Influential Brisbane figures believed Lockyer, the most capped player in the club’s history with 355 appearances, could parlay his cool head, experience and tactical acumen into coaching the Broncos to another premiership.
But as the Broncos embark on one of the most critical assignments in their history - finding the right man to stabilise the club after the tumult of the Seibold years - Lockyer has gone cold on coaching.
“I have no aspirations to ever coach the Broncos,” said Lockyer, who skippered the club to their most recent premiership in 2006.

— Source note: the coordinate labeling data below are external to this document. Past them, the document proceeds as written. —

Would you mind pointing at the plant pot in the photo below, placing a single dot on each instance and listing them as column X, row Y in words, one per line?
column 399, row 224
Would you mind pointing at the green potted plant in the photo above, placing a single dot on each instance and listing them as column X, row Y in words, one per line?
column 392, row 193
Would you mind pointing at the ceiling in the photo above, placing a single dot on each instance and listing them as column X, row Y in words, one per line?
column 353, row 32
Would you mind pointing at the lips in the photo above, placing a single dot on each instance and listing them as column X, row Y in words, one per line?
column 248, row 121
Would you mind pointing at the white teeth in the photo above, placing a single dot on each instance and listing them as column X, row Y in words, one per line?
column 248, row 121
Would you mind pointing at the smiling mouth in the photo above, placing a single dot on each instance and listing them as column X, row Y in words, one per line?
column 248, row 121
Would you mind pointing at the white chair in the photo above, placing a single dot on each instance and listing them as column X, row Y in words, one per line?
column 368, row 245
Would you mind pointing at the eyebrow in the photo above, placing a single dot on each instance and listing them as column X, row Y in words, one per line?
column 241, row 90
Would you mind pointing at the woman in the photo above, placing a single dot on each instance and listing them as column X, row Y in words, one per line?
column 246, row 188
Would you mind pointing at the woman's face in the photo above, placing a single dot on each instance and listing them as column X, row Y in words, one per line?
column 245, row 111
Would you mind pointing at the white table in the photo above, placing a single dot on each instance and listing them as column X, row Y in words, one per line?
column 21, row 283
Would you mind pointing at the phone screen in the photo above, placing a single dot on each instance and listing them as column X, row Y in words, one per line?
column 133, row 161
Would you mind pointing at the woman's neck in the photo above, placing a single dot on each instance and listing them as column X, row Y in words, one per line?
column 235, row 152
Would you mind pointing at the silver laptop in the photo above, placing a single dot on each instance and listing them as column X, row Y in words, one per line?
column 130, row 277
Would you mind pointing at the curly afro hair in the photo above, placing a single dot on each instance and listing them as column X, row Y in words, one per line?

“Some people thought I would one day coach the Broncos but I’ve gone into business interests and with my commitment to my family, I can’t devote all my time to rugby league and being an NRL coach.
“My view is that I don’t want to be too hands-on at the club in a coaching capacity.
“I would love to see the Broncos going well and I will always jump in where I have to if I‘m asked but from my perspective, I’ve decided coaching is not for me.
“I have other business stuff going on that I enjoy, so it (coaching the Broncos after Seibold) is not something I would chase.”
Lockyer already has a variety of important roles at the Broncos. Aside from sitting on the Broncos board, he is part of their recruitment-and-retention committee and was engaged this year to provide leadership training to select Brisbane players.
Lockyer said any prospective coaching candidate must consider the unique pressures of calling the shots at the NRL‘s richest club.
“I am not naive enough to think that you can do the head coaching role at the Broncos without doing an apprenticeship first,” he said.
“The moment I retired, a massive weight came off my shoulders.
“To go back into head coaching, that‘s amplified, so I feel life for me is a lot more balanced without coaching.
“The expectations of being the captain of the Broncos is hard enough. Coaching in the NRL, and particularly at the Broncos, is not for the faint hearted and you have to have a real desire to want to do it to do it well.”
Lockyer’s former Queensland Origin teammate Thurston has enormous respect for Green’s coaching ability, but believes Walters’ understanding of the Broncos’ culture makes him the standout choice.
“Kevvie has a strong connection to that club (the Broncos), he won six premierships (as a player) ... that‘s his coaching resume put right there,” Channel Nine commentator Thurston told the network.
“I think the Broncos are starting to see cracks in the club with their fans and Kevvie is man who can bring it all together and be the successful club they were in the 1990s.”